Links will go to products that are tagged with a tracking number that make us some money, if you don’t want me to get commission feel free to remove the &TAG=TIB20 from the URL.
This is also most likely the cheapest and most breakable of ways to do things. It’s ideal for seeing who’s getting drunk and eating Taco Bell at 4am on your lawn or who broke into your car, probably not so great if someone breaks into your house and steals all your computer equipment.
I’ll note most brands of camera sell a cloud DVR with a free month or so intro then you’re paying monthly. This is for one-time expense although you’ll be in charge of maintaining it and get the blame when you didn’t verify that it was working four days ago and someone broke into your car.
What you’ll need
- POE injector or POE switch
- Some form of camera that supports FTP (I use this, this, this, and this)
- Network cable
- Some form of storage (I suggest external USB3)
- Magic fairy bridge if you don’t want to do a lot of wire hiding
Total price tag for two good cameras, wiring, poe injector, probably under $300.
Basically if you can use a POE switch and don’t have a switch it’s probably your best option.
That said, if you’re only going to power one or two cameras and you’ve got the spare ethernet ports and electrical outlets for it, go the injector route. You’ll save some cash.
I’ll note that if you want to tie up a wall power outlet many cameras ship with a wall plug you can use.
I’ve reviewed a lot of cameras. They all look pretty good these days. For the purposes of what I’m suggestion you’re going to use the camera to offload your security footage to a storage location over FTP. All the cameras I’ve run across do FTP.
Just figure out how you’re going to need to mount it, then get a camera with mounting that works and specs you want.
The specs on resolution you’ll need to decide if you’re wanting to see the nosehair on a trespasser in your yard at 80 feet, or whether you just want to know what’s been going on. While more megapixels are better, they also cost more to be able to see that nose hair.
Get cat6 or cat5e, beyond that your considerations are if you want to put your camera beside a window you might want to get flat ethernet cable as you can usually close a modern window on it and not have to drill a hole to get the cable out of your house. I’ve got a few cameras at my house now and a total of one hole I had to drill.
For FTP I use a computer I have on non-stop (for work,) and an external disk drive to store video. The advantage of this is my computer never has to spin up the internal drives and the disk can do its own thing. You can use your computer as a dump for data, it’ll just keep the drive active more.
I’m planning on moving my USB drive to attach to my router that also supports using a USB drive as network attached storage and FTP, but I haven’t done this yet. At that point I’ll only have to have power to the router and the drive and can down the computer when I’m not using it for work.
I also use a dedicated external drive because keeping a drive running internally builds heat, theoretically shortens the computer’s power supply life, and contributes to being one more piece to fail.
I’m using the software Filezilla Server to host my FTP until I move it to the main router.
You can also use a USB stick if you want no moving parts. These will theoretically wear out a little faster than hard drives, but they’re cheap, low power, and completely silent.
You do not need a huge amount of storage for a month’s worth of video when you’re only capturing events and not non-stop footage. I go through about 10gb a day on a very active high resolution camera, and you can delete old footage you don’t need fairly easily.
This is where you’re going to mount the cameras and run the network cable. There will be instructions with whatever camera you buy.
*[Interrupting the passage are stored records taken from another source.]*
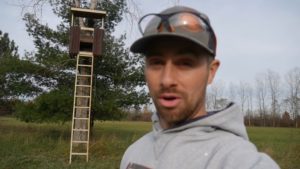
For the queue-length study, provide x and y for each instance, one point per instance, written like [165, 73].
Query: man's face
[177, 74]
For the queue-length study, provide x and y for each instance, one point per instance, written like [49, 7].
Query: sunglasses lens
[183, 21]
[149, 22]
[187, 22]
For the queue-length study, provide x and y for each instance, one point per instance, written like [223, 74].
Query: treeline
[270, 100]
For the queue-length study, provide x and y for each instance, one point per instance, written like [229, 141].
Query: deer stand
[85, 44]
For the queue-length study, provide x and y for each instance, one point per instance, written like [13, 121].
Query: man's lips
[169, 100]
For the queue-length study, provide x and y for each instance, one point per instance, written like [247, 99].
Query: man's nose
[168, 76]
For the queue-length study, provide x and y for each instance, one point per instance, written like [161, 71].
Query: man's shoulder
[146, 139]
[138, 152]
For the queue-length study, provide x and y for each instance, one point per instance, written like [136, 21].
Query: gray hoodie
[216, 141]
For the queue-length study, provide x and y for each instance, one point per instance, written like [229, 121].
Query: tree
[293, 82]
[261, 93]
[16, 75]
[117, 74]
[273, 81]
[214, 96]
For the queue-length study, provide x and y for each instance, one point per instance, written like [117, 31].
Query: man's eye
[155, 62]
[186, 63]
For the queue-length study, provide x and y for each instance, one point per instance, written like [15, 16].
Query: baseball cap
[180, 22]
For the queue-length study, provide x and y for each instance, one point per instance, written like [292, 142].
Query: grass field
[46, 146]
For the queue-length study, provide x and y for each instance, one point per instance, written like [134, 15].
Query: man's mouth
[169, 100]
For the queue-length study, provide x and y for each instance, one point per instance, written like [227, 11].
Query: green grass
[46, 146]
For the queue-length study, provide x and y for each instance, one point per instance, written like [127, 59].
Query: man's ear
[213, 67]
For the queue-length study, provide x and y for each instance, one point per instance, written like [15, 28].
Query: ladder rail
[85, 87]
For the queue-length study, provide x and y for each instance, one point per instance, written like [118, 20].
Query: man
[179, 45]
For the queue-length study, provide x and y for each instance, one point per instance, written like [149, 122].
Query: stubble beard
[188, 109]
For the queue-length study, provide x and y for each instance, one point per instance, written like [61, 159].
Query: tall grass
[46, 146]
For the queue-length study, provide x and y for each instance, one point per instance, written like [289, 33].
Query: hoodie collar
[229, 119]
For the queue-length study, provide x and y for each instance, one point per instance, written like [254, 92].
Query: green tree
[117, 74]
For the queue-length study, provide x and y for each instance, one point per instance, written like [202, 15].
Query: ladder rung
[83, 96]
[83, 142]
[82, 65]
[83, 86]
[81, 107]
[81, 118]
[83, 154]
[86, 130]
[86, 54]
[85, 75]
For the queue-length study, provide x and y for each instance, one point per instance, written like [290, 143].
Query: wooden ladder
[80, 132]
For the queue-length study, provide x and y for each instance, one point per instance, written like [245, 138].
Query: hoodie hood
[229, 119]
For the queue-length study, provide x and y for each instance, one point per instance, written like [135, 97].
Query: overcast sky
[253, 36]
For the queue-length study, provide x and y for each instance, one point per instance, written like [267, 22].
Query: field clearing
[46, 146]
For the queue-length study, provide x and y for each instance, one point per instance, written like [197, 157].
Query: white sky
[253, 36]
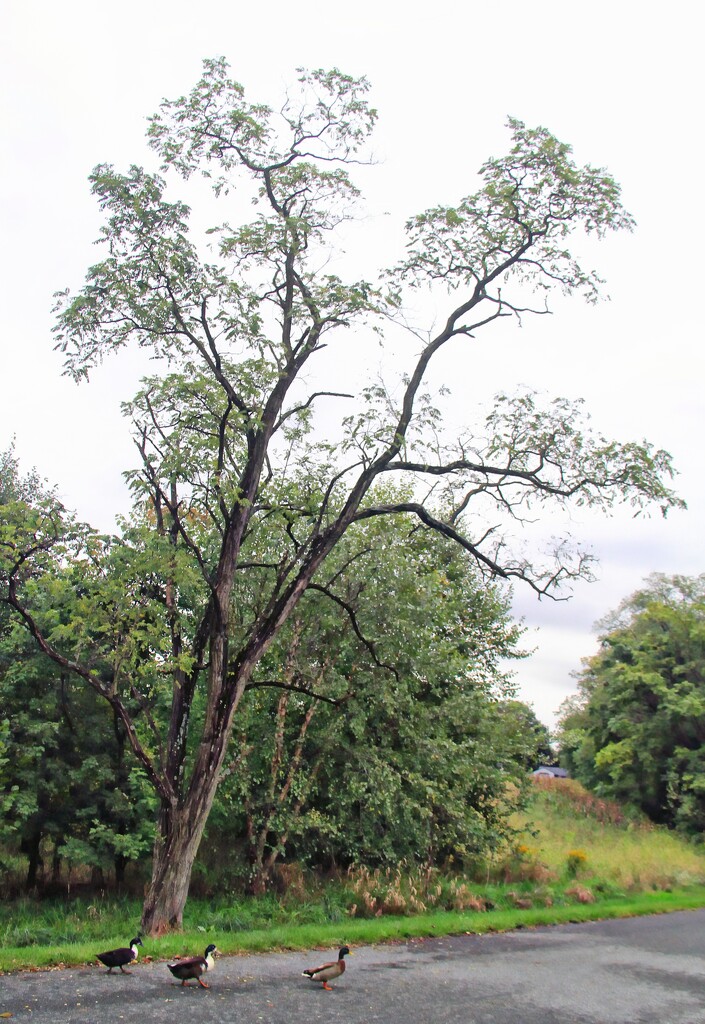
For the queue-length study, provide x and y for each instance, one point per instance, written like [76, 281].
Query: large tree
[244, 505]
[635, 728]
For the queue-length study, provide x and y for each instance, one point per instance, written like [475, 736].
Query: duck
[194, 967]
[119, 957]
[327, 972]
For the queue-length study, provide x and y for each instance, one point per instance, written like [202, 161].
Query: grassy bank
[576, 858]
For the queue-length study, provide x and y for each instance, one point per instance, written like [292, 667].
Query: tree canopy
[240, 502]
[635, 729]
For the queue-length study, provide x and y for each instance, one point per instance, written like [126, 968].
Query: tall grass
[575, 857]
[622, 851]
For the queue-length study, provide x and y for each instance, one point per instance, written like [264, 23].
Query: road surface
[636, 971]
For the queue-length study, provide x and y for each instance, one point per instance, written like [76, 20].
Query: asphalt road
[636, 971]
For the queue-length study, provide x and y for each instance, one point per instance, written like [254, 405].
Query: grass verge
[359, 931]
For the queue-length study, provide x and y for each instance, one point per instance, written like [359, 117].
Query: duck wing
[326, 972]
[114, 957]
[191, 967]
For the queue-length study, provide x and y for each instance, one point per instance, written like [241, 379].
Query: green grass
[577, 858]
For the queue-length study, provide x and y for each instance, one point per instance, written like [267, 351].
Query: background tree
[635, 730]
[180, 610]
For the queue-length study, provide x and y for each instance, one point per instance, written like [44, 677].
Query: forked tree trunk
[179, 833]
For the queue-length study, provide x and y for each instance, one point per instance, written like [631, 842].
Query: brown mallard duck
[120, 957]
[194, 967]
[328, 972]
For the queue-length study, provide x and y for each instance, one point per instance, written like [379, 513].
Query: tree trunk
[177, 842]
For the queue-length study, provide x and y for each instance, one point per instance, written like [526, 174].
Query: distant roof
[550, 770]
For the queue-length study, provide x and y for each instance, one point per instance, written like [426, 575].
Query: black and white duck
[120, 957]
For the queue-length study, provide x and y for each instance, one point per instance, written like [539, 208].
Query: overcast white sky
[620, 81]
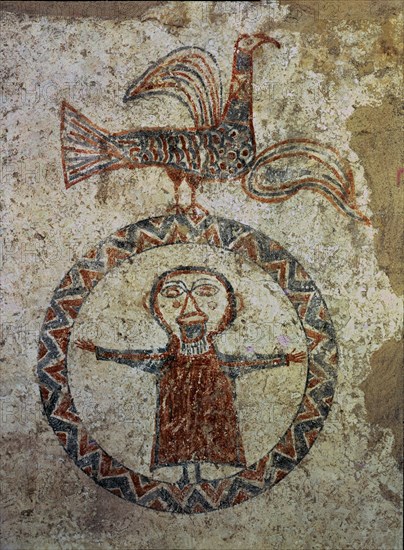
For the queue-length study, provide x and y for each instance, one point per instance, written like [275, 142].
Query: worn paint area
[201, 270]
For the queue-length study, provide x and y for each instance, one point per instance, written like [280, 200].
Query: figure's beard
[193, 338]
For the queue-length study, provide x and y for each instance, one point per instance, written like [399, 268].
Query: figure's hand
[298, 357]
[87, 345]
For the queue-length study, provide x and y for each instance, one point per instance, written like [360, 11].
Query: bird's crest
[192, 75]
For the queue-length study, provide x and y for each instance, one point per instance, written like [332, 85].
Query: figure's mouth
[192, 326]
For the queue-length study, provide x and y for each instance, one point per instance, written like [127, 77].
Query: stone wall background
[337, 79]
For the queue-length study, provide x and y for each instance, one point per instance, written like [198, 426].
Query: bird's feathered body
[214, 153]
[220, 145]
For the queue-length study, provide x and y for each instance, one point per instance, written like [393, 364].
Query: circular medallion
[227, 376]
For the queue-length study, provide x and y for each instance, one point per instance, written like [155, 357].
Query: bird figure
[220, 147]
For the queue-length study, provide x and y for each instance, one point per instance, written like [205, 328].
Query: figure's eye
[172, 291]
[206, 290]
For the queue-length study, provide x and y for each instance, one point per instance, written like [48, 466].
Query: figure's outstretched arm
[146, 360]
[235, 366]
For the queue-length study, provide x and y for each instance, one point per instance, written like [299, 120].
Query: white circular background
[117, 404]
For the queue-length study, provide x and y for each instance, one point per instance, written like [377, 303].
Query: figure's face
[192, 304]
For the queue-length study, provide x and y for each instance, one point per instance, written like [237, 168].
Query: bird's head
[250, 42]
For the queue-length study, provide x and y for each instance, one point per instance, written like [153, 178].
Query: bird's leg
[195, 209]
[176, 177]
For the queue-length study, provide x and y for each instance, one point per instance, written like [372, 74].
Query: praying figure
[196, 417]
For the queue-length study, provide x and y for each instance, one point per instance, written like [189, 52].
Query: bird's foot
[196, 212]
[177, 210]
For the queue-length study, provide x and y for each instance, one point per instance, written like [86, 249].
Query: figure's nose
[190, 312]
[190, 305]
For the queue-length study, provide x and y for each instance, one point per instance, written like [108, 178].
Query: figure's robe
[196, 419]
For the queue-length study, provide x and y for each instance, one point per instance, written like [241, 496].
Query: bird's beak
[265, 39]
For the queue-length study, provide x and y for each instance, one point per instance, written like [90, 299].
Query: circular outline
[124, 245]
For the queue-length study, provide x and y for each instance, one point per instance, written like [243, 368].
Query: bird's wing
[294, 165]
[192, 75]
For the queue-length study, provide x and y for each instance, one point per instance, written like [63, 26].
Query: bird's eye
[171, 291]
[206, 290]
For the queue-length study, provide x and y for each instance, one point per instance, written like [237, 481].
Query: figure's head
[249, 42]
[194, 303]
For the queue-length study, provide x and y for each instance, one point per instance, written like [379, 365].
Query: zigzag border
[165, 231]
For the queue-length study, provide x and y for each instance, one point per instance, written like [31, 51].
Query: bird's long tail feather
[288, 167]
[86, 148]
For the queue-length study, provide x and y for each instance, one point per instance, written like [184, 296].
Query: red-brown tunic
[196, 420]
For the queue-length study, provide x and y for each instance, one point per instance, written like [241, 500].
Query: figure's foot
[196, 212]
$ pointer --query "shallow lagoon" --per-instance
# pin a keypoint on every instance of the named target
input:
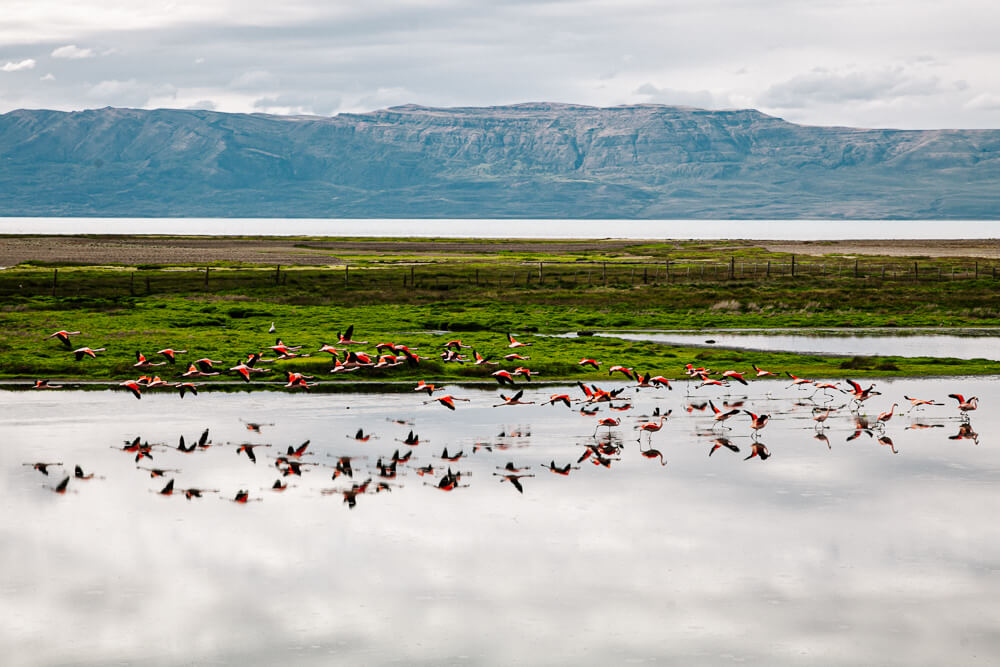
(839, 554)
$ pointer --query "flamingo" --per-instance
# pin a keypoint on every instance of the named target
(886, 440)
(447, 401)
(651, 453)
(559, 398)
(607, 421)
(133, 387)
(503, 377)
(919, 403)
(194, 371)
(797, 381)
(965, 432)
(721, 416)
(734, 375)
(560, 470)
(525, 372)
(861, 395)
(514, 479)
(512, 343)
(660, 381)
(723, 442)
(757, 421)
(758, 449)
(627, 372)
(43, 467)
(886, 416)
(249, 451)
(820, 415)
(451, 457)
(345, 339)
(965, 406)
(170, 354)
(651, 427)
(63, 336)
(82, 352)
(514, 400)
(184, 387)
(205, 365)
(483, 361)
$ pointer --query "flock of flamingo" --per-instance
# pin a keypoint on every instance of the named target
(603, 447)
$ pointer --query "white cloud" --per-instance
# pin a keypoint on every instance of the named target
(985, 101)
(253, 79)
(701, 99)
(27, 63)
(824, 86)
(72, 52)
(129, 93)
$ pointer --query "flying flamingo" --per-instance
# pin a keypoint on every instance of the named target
(170, 354)
(757, 421)
(651, 427)
(512, 343)
(447, 401)
(886, 416)
(965, 406)
(721, 416)
(82, 352)
(514, 400)
(133, 387)
(762, 373)
(63, 336)
(758, 449)
(514, 479)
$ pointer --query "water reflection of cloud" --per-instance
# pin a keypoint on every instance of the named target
(848, 555)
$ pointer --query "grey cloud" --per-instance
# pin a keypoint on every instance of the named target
(129, 93)
(72, 52)
(824, 86)
(702, 99)
(27, 63)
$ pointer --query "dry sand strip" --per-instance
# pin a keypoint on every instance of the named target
(137, 250)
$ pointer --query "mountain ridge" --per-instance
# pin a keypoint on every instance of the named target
(534, 159)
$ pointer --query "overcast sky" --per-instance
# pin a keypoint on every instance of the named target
(870, 63)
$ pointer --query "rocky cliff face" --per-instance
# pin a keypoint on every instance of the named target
(526, 160)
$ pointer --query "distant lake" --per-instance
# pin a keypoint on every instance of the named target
(791, 230)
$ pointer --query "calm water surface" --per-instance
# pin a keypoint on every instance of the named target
(794, 230)
(867, 343)
(830, 552)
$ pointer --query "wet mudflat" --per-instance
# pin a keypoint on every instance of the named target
(838, 549)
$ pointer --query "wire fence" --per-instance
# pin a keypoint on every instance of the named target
(444, 275)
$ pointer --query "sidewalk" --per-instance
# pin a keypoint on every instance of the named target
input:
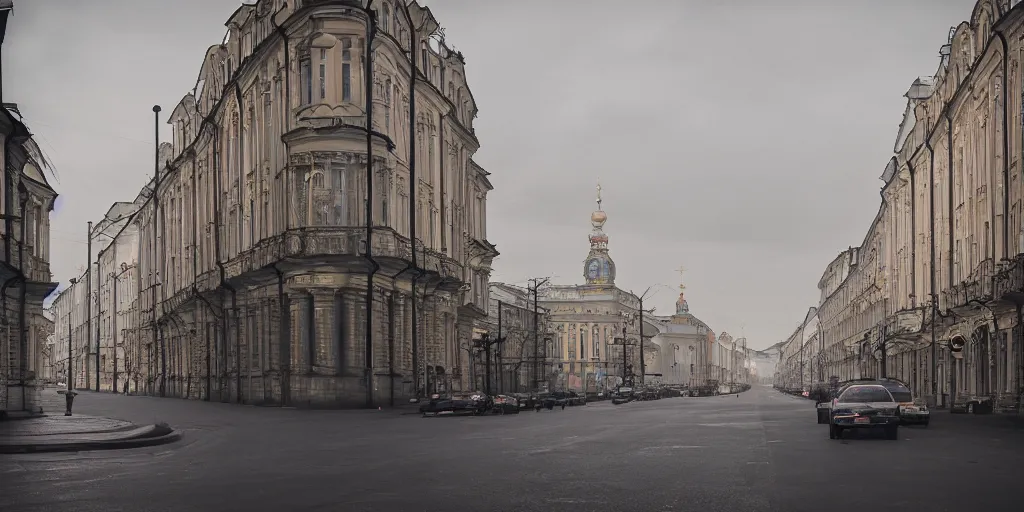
(54, 432)
(965, 421)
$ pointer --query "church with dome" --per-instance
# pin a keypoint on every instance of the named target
(588, 322)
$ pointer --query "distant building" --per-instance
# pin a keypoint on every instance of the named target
(591, 322)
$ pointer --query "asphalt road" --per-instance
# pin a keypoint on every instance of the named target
(757, 452)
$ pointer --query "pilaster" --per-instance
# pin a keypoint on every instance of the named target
(298, 305)
(353, 350)
(325, 346)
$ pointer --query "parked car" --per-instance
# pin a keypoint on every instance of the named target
(864, 407)
(550, 401)
(623, 395)
(506, 404)
(574, 398)
(461, 403)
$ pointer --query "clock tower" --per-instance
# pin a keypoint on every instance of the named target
(598, 267)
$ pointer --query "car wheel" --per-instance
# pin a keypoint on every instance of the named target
(892, 433)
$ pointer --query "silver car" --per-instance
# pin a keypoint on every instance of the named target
(864, 406)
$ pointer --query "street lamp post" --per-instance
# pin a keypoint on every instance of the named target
(71, 349)
(640, 299)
If you’ve got a POE switch hook it up to your network or cable modem, then hook the camera ethernet into it.
Install FileZilla, make it a server, use a password for everything you can easily remember because if you forget it you’re going to have to set up accounts again. Alternately see your router’s documentation for being an FTP server.
Every camera is different, but most will allow you to define a storage location which you’ll set to the FileZilla or router above. Set the camera to sensitive, record location FTP, make sure every zone is selected for monitoring on the camera, all hours, and see if it works.
What about WiFi?
No. I can tell you stories of camera after camera dying at work on me, but trust me, it’s been the most fallible system I’ve ever run across. From cameras suddenly not able to authenticate, to WIFi modules crashing, to having to reboot everything to get the cameras working again. Bad.
But what if a criminal steals the drive?
This setup was for local DVR only. You can RSync the video off to a work computer, put it in a Google Drive folder to sync out, or use a cloud based DVR product that will probably limit you to using one single manufacturer’s products.
Note that I’ve mentioned I’m using different brand products. Commonality is the FTP works on all of them.
Current setups I’m maintaining
I currently am maintaining two of these sorts of networks. My home based one has two internal foscams used as baby monitors. There are also a couple of off-brand devices about the house and an Amcrest camera to grab porch video and another foscam bullet camera to watch the front.
Additionally I run another piece of software to listen into the baby room which is completely cut off from the internet by design.
At work we’ve got three stories and the parking lot covered by a mix of 11 mostly Amcrest cameras with a couple of Foscam WiFi cameras in the areas that absolutely don’t matter.
This isn’t the best and most full featured implementation, but it’ll work with nearly any camera out there.